Gutseriev under sanctions
Ten days before the sanctions were about to take effect, however, Mr. Gutseriev left his oil company ‘Russneft’ board of directors that he had been heading and transferred 37 per cent of his share in ‘Russneft’ to his brother Said-Salam who ended up becoming Mr. Gutseriev’s trustee for all major oil assets of the family.
Mikhail Gutseriev’s son Said was also quick to get rid of assets that associated him with his father and Belarus. He left his position as the head of ‘Forteinvest’, an oil and gas company that he had been overseeing since 2014. Said also managed to sell his stakes in three crypto currency exchanges to his business partner Mr. Viktar Prakapienya and FTX, another crypto exchange. In October 2021 he sold Belarus’ ‘Paritetbank’ to a little-known Russian entrepreneur.
But it was not the first time when Mr. Gutseriev said goodbye to ‘Russneft’. In 2007, following a criminal investigation into illegal business operations and tax evasion, he had to leave Russia and transfer company ownership to Mr. Mikhail Prokhorov, another Russian oligarch. By 2010, however, the Russian Duma had amended certain provisions in the Criminal Code and the Russian police dropped the charges against Mr. Gutseriev. Upon his return, Mr. Gutseriev bought a 49 per cent stake in ‘Russneft’ and by 2013 regained full control of the company, making him an expert in wealth protection.
The sanctions did have some effect on Mr. Mikhail Gutseriev, however. The fate of his most ambitious project in Belarus to date, the construction of Nezhinsky Mining and Processing Plant with an annual output of 2 m tonnes of potash fertiliser, is in doubt. Mr. Lukashenko once noted that Mr. Gutseriev was one of the few people to have been granted access to Belarus’s natural resources.
Nezhinsky MPP which is being delivered by ‘Slavkali’ owned by Mr.
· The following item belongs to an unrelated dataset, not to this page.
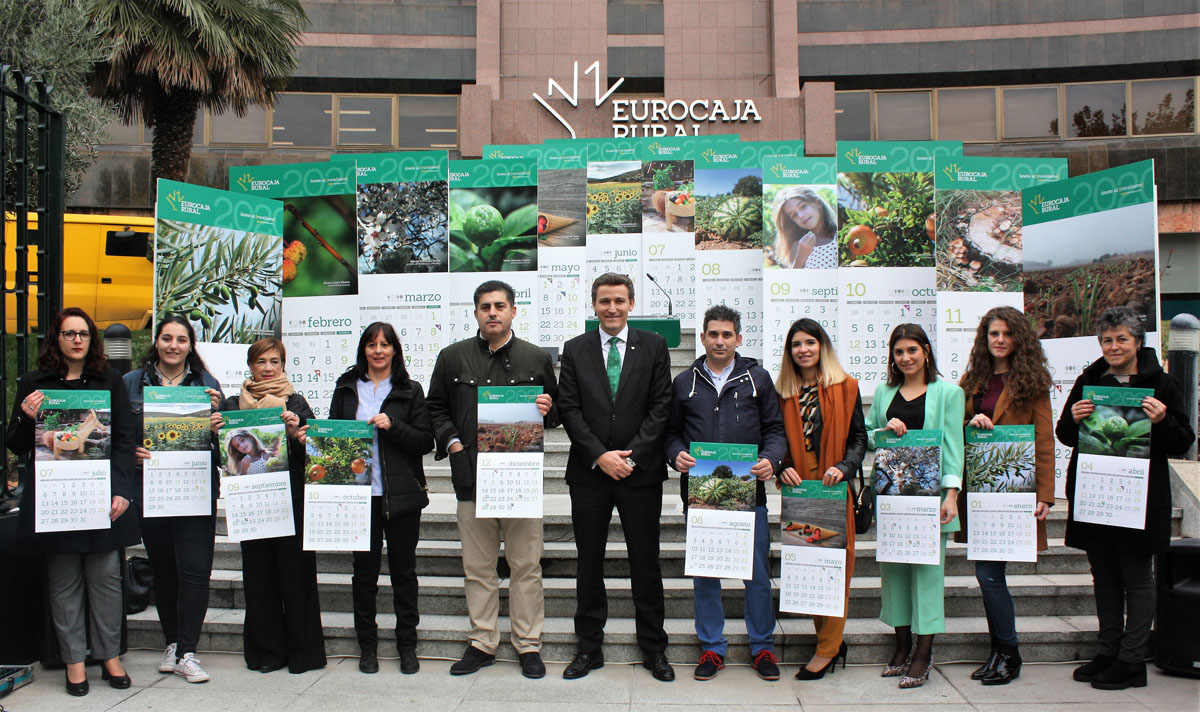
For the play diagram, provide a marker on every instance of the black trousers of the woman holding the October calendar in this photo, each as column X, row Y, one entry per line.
column 404, row 531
Gutseriev, has attracted $1.4 bn in credit finance from the China Development Bank via a guarantee provided by the Belarusian Government. Additionally, two Russian banks, Sberbank and Trust, have become shareholders in the project as part of the joint financing effort. Mr. Gutseriev’s own investments in the Nezhinsky MPP are estimated between $250 m to $600 m.
Construction had been on schedule until the sanctions hit Mr. Gutseriev. Efforts to transfer his ownership of ‘GCM Global Energy’, a major UK-registered shareholder in ‘Slavkali’, to his brother Said-Salam yielded no results. The China Development Bank responded by halting an upcoming tranche and many European companies, in turn, refused to do business with ‘Slavkali’ that was now under sanctions. As a result, construction of the MPP stalled.